LeBron James and Dwyane Wade were once again big, combining for 54 points. While the Celtics need to slow down Miami's dynamic duo to have a chance in Game 2, Boston's biggest weakness all season showed up again in Game 1...scoring.
The Celtics have to find a way to shoot better than 39.5 percent from the floor. Being held under 80 points is a recipe for disaster. You won't win many games shooting 52.4 percent from the free-throw line, either.
Boston has to find a way to become more efficient offensively to have any shot at the NBA Finals. You can get away with missing open shots against the Sixers, but you can't do that against the Heat. They will make Boston pay.
For the Heat, Game 2 is simply about emulating their Game 1 performance.
Miami killed the Celtics on the glass (48-33), outscored them in the paint (42-34), doubled them up on fast-break points (10-5) and blocked 11 shots to only one from the Celtics.
Who wins Game 2?
NBA fans should see a better effort from the C's for the second go-around, as they attempt to adjust and avoid a 2-0 hole.
But can they steal a win in Miami, who's 33-6 at AmericanAirlines Arena (including playoffs) on the season?
Here's a look at everything you need to know about this Eastern Conference finals tilt.
When: Wednesday, May 30 at 8:30 p.m. EDT
Where: AmericanAirlines Arena in Miami, Florida
Live Stream: ESPN3
Betting Line: Miami (-8) via 5Dimes
Celtics Key Injuries (Per CBS Sports):
Out: Avery Bradley (Shoulder)
Heat Key Injuries (Per CBS Sports):
Out: Chris Bosh (Abdomen)
What They're Saying
As bad as the Celtics offense was on Monday, they also didn't give their usual effort on the defensive end. LeBron and company often had it easy, as noted by ESPN's Brian Windhorst:
James got anything he wanted in this one, moving through the Celtics' usually legendary defense with just average effort. Generally he got anywhere he wanted on the floor and scored with such ease that he had time to add style points.
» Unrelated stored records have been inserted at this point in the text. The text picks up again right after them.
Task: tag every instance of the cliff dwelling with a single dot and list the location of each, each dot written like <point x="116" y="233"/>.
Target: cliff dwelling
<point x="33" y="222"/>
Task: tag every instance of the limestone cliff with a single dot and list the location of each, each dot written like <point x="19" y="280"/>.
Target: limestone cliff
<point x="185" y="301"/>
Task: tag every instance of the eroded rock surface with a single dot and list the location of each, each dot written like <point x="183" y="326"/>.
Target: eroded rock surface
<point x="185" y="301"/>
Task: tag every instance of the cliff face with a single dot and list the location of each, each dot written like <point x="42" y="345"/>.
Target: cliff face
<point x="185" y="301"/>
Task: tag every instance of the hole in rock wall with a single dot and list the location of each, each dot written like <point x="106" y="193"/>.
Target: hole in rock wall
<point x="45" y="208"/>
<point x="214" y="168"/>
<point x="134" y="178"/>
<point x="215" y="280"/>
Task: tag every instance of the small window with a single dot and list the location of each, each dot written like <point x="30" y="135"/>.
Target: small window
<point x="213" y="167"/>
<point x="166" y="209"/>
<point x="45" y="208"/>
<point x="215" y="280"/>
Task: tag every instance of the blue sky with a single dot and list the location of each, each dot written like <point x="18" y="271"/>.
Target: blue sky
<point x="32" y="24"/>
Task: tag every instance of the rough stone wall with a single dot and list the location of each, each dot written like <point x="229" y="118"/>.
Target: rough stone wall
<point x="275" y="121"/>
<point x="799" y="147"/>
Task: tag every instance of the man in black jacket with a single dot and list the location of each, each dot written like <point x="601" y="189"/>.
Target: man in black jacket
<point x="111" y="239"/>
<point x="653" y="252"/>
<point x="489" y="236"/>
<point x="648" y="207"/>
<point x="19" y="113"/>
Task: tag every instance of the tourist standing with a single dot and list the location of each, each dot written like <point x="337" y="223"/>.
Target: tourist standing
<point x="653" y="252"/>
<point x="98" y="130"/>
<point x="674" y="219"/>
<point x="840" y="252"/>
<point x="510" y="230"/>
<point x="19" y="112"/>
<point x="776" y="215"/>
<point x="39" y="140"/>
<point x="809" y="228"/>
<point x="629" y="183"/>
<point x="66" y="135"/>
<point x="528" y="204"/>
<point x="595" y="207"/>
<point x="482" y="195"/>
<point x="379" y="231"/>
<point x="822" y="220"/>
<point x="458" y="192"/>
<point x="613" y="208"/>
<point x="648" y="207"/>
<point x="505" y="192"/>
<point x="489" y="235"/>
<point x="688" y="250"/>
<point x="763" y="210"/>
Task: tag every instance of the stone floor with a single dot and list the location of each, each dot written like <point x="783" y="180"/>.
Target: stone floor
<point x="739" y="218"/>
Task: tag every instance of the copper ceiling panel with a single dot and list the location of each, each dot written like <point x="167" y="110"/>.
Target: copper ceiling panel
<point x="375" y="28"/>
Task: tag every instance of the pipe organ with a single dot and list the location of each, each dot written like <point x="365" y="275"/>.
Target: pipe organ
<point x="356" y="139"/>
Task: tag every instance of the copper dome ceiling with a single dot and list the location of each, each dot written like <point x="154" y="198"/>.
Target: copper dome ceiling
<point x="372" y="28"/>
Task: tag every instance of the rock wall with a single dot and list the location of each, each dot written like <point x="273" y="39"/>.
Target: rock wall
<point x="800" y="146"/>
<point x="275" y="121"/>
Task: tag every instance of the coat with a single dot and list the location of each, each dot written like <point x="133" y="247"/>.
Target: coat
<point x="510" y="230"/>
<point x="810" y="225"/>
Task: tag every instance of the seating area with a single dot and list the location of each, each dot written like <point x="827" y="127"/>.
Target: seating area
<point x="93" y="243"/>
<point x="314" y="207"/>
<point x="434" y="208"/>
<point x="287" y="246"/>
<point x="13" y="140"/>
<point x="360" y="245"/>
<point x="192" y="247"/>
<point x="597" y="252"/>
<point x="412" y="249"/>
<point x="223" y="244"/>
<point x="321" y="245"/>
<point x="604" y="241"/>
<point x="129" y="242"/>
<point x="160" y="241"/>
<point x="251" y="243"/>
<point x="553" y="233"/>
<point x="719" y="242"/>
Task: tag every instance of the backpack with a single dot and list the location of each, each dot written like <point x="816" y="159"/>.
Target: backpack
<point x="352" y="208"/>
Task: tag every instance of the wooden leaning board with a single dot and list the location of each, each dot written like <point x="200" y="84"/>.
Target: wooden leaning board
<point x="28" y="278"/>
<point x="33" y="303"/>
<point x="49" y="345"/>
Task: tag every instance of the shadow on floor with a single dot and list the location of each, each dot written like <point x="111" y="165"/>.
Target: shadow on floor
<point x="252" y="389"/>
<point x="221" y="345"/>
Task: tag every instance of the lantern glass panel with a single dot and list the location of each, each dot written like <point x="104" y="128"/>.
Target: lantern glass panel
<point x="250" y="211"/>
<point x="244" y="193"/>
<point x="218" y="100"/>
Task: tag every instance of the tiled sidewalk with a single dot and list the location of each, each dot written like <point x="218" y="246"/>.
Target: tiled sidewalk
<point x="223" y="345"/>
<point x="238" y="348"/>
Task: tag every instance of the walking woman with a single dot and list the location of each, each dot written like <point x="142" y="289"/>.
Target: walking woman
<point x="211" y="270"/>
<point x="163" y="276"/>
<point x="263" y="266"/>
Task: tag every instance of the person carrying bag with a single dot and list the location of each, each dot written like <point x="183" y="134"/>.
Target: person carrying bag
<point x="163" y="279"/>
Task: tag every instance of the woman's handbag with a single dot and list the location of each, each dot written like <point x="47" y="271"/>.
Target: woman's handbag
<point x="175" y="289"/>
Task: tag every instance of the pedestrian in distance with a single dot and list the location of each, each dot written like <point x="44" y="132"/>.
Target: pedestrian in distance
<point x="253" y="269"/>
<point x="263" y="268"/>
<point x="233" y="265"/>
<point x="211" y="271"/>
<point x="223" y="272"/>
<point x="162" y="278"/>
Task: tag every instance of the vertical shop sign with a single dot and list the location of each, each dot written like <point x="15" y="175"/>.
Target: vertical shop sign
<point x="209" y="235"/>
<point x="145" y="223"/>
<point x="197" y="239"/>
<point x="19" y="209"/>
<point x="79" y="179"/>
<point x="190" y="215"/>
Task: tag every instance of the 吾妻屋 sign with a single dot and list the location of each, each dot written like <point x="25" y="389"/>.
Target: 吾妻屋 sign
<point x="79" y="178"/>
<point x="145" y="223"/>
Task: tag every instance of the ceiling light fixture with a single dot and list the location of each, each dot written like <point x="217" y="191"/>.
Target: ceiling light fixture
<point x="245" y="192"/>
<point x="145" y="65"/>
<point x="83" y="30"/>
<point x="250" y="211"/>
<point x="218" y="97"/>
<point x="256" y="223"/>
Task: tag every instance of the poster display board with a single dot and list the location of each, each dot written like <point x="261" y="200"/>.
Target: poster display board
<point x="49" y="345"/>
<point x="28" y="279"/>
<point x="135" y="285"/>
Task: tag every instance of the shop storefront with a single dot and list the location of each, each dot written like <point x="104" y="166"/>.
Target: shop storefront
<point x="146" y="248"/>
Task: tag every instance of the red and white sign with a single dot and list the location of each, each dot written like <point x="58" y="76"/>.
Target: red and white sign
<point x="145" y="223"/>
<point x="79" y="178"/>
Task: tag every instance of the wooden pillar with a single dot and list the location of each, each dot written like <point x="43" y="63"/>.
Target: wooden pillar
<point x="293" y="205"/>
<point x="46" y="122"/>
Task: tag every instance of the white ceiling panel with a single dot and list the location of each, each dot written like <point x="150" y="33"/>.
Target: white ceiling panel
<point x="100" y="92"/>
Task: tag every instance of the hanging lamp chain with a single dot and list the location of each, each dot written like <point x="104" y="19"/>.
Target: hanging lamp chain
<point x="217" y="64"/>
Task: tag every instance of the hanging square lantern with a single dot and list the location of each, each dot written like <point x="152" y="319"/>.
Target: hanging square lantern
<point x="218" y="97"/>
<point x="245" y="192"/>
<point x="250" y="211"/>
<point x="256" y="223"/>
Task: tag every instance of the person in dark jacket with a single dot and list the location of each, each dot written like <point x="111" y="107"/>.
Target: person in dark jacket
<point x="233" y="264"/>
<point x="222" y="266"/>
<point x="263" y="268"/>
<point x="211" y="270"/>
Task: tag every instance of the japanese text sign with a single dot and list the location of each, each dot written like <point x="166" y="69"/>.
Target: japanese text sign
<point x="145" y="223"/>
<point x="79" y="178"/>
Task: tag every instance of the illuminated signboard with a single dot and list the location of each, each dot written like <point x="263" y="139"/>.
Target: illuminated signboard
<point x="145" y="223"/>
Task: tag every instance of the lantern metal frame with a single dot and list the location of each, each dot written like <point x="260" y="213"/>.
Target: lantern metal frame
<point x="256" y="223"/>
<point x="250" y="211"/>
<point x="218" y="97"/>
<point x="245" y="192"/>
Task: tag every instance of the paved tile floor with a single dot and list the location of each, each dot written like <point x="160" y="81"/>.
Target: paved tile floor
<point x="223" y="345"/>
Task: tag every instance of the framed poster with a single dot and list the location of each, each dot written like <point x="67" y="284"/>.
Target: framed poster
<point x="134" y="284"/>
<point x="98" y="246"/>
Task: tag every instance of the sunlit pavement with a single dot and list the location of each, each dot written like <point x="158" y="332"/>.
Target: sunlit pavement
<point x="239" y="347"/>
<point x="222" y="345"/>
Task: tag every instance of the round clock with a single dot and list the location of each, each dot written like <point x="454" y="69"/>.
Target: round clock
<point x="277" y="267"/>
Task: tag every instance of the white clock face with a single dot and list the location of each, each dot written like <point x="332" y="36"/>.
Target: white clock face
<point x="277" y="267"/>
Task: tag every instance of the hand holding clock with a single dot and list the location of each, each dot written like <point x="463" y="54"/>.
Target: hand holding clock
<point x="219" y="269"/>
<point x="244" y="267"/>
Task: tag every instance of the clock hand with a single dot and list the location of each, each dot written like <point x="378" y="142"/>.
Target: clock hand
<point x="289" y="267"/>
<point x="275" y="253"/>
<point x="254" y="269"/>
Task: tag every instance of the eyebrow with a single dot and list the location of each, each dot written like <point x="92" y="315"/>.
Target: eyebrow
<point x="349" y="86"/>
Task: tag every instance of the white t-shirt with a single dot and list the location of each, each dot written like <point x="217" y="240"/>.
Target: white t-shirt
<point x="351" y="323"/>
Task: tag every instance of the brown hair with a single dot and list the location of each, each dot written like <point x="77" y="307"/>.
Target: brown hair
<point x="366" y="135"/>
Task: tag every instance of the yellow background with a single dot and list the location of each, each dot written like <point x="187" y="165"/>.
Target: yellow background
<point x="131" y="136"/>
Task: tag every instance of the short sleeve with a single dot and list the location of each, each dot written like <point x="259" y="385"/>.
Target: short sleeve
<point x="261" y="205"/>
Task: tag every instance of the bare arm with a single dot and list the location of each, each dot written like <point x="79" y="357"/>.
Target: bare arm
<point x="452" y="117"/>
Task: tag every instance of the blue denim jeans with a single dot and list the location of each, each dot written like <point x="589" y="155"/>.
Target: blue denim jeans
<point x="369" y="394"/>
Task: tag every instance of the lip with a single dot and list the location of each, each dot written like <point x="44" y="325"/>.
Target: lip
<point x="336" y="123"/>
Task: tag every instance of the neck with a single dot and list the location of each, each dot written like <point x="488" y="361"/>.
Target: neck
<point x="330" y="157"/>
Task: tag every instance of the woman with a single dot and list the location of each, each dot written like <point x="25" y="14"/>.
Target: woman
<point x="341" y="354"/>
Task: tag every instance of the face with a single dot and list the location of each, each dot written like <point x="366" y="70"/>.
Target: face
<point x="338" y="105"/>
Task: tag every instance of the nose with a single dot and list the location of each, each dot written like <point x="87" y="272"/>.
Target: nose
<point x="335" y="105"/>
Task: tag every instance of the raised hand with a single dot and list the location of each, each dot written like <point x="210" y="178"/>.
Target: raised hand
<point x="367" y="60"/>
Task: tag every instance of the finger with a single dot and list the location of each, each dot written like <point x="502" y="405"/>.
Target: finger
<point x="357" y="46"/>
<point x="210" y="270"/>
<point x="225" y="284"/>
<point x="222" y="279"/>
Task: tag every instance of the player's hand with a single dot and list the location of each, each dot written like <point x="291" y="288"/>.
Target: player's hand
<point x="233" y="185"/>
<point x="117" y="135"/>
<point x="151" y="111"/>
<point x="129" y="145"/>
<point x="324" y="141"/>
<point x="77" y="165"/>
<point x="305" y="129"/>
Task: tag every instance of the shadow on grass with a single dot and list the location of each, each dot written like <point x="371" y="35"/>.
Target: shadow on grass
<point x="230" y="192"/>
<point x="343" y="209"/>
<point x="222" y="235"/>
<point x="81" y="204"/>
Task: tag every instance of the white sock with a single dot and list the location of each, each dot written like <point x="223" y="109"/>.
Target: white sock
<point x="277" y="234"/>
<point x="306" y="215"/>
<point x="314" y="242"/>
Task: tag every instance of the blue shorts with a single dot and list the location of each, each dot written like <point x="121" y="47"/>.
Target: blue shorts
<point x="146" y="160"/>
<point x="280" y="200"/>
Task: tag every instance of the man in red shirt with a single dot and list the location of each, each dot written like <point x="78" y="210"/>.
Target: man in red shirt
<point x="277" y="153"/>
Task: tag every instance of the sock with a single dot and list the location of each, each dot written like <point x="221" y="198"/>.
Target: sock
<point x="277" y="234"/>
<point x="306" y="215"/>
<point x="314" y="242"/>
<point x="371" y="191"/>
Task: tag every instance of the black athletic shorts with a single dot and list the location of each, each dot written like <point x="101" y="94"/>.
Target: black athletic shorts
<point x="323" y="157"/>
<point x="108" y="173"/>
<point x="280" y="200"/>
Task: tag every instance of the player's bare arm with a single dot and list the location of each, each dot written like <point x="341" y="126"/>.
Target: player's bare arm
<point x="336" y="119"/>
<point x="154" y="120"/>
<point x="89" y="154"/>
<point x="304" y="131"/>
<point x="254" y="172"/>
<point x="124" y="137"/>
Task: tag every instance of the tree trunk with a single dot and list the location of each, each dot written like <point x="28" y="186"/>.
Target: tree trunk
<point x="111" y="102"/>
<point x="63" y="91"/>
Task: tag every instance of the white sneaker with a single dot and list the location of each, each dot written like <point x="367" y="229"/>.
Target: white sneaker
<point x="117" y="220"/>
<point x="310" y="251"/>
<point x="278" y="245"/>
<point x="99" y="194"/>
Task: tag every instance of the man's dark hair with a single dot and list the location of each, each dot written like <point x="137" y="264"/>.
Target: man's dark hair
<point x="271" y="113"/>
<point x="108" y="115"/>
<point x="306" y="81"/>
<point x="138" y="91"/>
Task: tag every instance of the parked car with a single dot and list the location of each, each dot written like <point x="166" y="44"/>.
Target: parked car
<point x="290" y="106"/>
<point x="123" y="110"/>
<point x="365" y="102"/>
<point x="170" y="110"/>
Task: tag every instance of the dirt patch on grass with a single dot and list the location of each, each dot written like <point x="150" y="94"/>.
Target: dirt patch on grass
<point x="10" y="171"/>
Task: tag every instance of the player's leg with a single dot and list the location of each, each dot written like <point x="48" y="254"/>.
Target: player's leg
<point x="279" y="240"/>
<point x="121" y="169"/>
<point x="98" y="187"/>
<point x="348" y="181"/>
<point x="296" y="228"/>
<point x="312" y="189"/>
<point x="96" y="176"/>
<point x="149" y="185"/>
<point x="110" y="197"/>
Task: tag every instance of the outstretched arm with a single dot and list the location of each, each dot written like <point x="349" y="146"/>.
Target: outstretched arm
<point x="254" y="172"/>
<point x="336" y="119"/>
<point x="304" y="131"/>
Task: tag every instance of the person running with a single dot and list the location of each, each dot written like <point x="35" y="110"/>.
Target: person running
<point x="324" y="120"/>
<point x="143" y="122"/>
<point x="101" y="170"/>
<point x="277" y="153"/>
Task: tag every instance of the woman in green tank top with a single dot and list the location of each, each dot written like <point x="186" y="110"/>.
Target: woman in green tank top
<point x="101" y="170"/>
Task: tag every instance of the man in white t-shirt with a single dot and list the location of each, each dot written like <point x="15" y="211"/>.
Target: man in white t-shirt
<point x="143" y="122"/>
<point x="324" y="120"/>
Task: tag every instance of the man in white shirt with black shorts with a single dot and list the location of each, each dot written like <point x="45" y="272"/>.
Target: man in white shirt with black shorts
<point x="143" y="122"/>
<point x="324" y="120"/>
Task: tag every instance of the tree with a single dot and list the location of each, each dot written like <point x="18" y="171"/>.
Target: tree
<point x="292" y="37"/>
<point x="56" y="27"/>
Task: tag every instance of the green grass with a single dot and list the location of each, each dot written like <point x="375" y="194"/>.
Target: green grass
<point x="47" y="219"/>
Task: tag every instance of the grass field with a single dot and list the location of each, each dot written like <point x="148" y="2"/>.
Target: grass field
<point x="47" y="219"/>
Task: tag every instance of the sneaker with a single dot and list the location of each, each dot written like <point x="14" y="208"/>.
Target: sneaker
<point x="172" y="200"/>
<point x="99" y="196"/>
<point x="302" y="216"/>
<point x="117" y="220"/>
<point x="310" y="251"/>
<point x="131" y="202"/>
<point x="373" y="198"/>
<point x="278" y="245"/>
Usually against the Celtics, and it has generally been this way for years, every basket in the half-court of a playoff game seems like the product of a chess match. His 32 points on 22 shots seemed like Chutes and Ladders.
Most Important Player to Watch: Rajon Rondo
In two April wins against the Heat, Rondo ate up the Miami defense, averaging 17 points, 14.5 assists and 7.5 rebounds.
However, in Game 1, Rondo was frustrated all night. Miami head coach Erik Spoelstra kept running fresh bodies at him, including LeBron, Wade and Mario Chalmers.
Rondo turned it over four times in the first quarter and finished only 8-of-20 from the floor, with most of those misses contested drives to the basket.
Rondo has to get back to being his normal self for Boston to have any chance in Game 2.
Key Matchup: Ray Allen vs. Dwyane Wade
The shooting guard position used to be a strength for the Celtics—now it looks like a huge weakness with a hobbled Ray Allen.
While Wade has been on a roll the past four games, averaging 30.3 points a contest, it's been just the opposite for Allen. He had another bad game Monday night, shooting only 1-of-7 from the floor.
Allen is now shooting only 40 percent from the floor and a shocking 65 percent from the free-throw line (career 89 percent) in the playoffs. For the Celtics to have much of a chance, they have to get something from Allen.